神々と戦士たち3 ケフティウの呪文

書影

著 者:ミシェル・ペイヴァー 訳:中谷友紀子
出版社:あすなろ書店
出版日:2016年11月30日 初版発行
評 価:☆☆☆(説明)

 山育ちの少年のサバイバル能力がハンパないな、と思った本。

 「神々と戦士たち1 青銅の短剣」「2 再会の島で」に続く、全5巻シリーズの3巻目。舞台は青銅器時代の古代ギリシアで、主人公はヒュラスという名の少年。幼いころに妹と一緒に山で拾われて、以来「よそ者」として暮らしていた。「よそ者がその短剣を振るうときコロノス一族は滅びる」という巫女のお告げのせいで、一帯に勢力を持つコロノス一族から追われ、前作では追い詰められて絶体絶命の危機に陥っている。

 今回の物語は、ヒュラスがケフティウ島にたどり着いたところから始まる。ケフティウ島はヒュラスの友達のピラが居る場所で、神殿がある豊かで大きな島だった。「だった」と過去形なのは、ヒュラスが見た島はうす気味悪く静まり返った生き物の姿が見えない「死の島」だった。どうやら疫病に襲われたようだ。

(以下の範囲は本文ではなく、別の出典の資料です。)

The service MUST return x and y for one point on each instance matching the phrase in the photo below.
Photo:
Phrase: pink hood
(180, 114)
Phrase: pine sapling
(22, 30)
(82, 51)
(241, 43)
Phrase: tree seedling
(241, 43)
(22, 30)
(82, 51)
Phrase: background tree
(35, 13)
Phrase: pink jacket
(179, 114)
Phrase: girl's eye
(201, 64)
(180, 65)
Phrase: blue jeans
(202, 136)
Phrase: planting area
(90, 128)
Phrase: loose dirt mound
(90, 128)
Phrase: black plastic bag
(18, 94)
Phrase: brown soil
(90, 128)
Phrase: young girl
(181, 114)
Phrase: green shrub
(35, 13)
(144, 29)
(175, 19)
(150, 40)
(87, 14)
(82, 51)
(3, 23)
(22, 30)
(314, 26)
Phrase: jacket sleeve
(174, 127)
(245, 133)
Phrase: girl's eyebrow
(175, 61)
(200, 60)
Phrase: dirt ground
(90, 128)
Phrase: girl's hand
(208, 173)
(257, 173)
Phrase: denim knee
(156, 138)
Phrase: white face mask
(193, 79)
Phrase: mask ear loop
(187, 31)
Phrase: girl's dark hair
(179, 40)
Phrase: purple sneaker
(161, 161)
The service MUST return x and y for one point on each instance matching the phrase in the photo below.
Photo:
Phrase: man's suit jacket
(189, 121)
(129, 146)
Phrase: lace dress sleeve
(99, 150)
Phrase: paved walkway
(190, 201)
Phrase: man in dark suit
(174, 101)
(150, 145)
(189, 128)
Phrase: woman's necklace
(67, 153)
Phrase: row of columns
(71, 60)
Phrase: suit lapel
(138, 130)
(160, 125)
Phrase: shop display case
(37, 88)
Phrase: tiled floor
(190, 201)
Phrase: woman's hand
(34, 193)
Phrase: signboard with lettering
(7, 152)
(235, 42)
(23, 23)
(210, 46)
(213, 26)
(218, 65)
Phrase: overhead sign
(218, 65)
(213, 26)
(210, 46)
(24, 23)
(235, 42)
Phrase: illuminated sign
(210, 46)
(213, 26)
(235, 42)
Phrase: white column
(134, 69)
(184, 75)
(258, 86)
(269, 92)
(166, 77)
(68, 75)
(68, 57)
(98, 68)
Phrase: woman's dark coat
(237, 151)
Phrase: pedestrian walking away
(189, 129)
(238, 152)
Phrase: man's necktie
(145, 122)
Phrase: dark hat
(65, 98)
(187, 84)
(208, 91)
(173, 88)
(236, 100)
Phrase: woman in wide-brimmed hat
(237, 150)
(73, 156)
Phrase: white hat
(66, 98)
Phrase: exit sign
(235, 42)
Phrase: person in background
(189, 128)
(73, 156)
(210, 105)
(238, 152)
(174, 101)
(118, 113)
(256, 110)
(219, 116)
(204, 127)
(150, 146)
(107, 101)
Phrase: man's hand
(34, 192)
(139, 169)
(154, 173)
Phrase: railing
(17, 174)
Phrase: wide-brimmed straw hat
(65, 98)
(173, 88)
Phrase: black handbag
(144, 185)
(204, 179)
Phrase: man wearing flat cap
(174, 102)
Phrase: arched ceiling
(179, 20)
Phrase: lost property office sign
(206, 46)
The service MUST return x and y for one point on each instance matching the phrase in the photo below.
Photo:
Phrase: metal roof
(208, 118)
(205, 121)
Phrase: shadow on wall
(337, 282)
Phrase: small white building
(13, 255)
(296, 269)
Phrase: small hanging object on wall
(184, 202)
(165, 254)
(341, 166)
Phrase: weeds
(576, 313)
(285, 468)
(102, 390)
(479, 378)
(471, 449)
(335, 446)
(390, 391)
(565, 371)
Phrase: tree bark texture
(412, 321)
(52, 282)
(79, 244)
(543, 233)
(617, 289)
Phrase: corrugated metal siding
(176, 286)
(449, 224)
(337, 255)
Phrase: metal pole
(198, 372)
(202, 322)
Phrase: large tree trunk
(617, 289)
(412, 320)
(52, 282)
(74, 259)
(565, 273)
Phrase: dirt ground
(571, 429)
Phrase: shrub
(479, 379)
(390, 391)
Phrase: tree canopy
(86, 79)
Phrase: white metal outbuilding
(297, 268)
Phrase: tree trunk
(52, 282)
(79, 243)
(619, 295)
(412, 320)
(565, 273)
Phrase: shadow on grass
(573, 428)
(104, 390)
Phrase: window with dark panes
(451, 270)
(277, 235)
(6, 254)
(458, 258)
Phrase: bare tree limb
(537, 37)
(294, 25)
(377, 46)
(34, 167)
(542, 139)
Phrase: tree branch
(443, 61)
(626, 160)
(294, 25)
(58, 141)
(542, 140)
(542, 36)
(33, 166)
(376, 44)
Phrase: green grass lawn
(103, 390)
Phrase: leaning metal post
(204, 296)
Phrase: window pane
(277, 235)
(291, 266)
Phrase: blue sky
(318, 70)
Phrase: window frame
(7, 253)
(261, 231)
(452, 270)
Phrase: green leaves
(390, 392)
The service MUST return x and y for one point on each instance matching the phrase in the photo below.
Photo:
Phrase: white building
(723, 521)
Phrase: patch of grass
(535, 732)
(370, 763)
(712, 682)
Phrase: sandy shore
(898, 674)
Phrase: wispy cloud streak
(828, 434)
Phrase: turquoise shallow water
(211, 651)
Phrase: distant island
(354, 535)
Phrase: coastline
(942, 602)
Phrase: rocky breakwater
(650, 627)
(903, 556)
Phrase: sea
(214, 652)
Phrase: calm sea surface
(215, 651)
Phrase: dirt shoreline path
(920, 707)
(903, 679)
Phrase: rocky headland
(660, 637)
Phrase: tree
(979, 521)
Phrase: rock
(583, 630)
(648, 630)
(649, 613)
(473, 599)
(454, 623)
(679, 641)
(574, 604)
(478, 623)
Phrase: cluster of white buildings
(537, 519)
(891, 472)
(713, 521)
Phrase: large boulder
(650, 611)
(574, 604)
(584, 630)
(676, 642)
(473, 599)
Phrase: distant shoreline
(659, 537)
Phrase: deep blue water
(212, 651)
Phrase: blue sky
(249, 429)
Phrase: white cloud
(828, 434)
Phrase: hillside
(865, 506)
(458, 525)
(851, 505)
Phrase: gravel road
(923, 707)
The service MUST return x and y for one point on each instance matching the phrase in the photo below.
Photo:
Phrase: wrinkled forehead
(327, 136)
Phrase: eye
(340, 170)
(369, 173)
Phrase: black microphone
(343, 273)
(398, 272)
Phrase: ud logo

 ヒュラスはこの島にピラを探しに来た。少し先になるけれど、ヒュラスはピラともハボックとも再会する。望んでもいないのにヒュラスたちを追い回すコロノス一族も島にやってくる(まぁそうじゃないと盛り上がりに欠けるけれど)。物語は、ヒュラスたちのそれぞれを順に、再会後はコロノス一族からの逃避行を描く。この島には意外とたくさんの人がまだ生きていた(味方とは限らない)。

 今回はピラの成長に目を瞠った。ピラの母親は、この島の神殿の大巫女で、島を襲った災難を鎮めるために落命した。大巫女は世襲ではないし、娘だからと言ってその力が備わっているわけではない。ピラは大巫女の母を嫌っていたし、大巫女になることなど望んでもいなかった。しかし、他にはいないのだ...。10代の少女の決断に胸を揺さぶられる。

 ヒュラスとピラが仲良くというか、お互いに「好き」って感じになってる気がする。